Normally, however, banks issue a larger (often much larger) quantity of money substitutes than the amount of physical currency entrusted to them by depositors. By simultaneously issuing money substitutes corresponding to the same units of physical money to both the depositors and borrowers to whom the bank makes loans, in a process known as fractional reserve banking, banks can dramatically expand the supply of money available for transactions beyond the available supply of physical money. The new money substitutes that do not correspond to new units of physical money are called fiduciary media of exchange since they exist solely as entries in the accounting and financial system of the banks. Though widely accepted today, the use of fiduciary media has been controversial. Some economists believe that the (over)issuance of a fiduciary is to blame for business cycles and economic recessions, while others welcome it as a means to allow the expansion of money supply to suit the needs of the economy.

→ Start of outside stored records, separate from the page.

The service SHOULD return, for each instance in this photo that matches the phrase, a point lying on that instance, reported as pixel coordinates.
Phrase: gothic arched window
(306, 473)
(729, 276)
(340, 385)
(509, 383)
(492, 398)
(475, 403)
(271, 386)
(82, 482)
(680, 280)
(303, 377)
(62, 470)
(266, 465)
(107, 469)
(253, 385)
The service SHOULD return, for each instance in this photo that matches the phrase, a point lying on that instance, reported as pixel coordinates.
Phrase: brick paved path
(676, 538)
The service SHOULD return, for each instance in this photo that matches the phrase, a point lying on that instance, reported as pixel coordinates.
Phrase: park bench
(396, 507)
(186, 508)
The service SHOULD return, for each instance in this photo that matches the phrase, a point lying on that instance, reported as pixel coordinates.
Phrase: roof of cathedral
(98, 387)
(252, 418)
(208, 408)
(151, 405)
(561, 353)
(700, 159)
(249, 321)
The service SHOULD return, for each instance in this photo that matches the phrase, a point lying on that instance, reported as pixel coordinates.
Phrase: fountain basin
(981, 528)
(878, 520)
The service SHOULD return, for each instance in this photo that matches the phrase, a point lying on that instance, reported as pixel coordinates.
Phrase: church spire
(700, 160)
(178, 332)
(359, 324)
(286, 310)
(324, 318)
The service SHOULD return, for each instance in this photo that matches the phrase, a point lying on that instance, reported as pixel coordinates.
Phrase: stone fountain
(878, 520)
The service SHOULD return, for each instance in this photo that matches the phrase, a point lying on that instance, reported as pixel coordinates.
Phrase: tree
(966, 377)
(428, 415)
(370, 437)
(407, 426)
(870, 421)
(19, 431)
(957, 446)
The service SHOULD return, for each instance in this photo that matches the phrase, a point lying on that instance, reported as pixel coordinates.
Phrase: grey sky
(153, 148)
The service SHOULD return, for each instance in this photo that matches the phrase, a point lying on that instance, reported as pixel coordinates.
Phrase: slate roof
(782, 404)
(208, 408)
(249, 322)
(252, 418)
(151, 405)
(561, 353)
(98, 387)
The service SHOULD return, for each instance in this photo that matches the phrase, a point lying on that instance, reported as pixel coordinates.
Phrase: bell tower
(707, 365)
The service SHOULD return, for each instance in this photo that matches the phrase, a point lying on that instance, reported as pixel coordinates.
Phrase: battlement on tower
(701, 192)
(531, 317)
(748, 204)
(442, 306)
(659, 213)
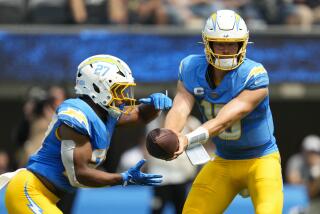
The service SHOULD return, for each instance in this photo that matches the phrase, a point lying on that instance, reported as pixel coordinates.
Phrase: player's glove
(159, 100)
(135, 176)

In the U.S. the Federal Reserve and the Treasury Department monetary several types of money supply for the purpose of regulating and mitigating monetary issues.
Cryptocurrencies are peer-based money, such as bitcoin. This type of money is electronically based on electronic accounting entries that can be used as a medium of exchange. Cryptocurrencies share many characteristics of both market-determined money and fiat money.
Cryptocurrencies are a type of money that can be used to facilitate international transactions.
Cryptocurrencies first originated as accounting units assigned to users as compensation in return for helping to process and verify transactions in a cryptocurrency blockchain. They have also evolved to become a new form of coin offering that helps to serve as financing for new technological business initiatives and companies. Cryptocurrencies are becoming more widely used and adopted as a medium of exchange for daily transactions. However, cryptocurrencies do pose many risks. As such, they are being researched and regulated by authorities on an ongoing basis.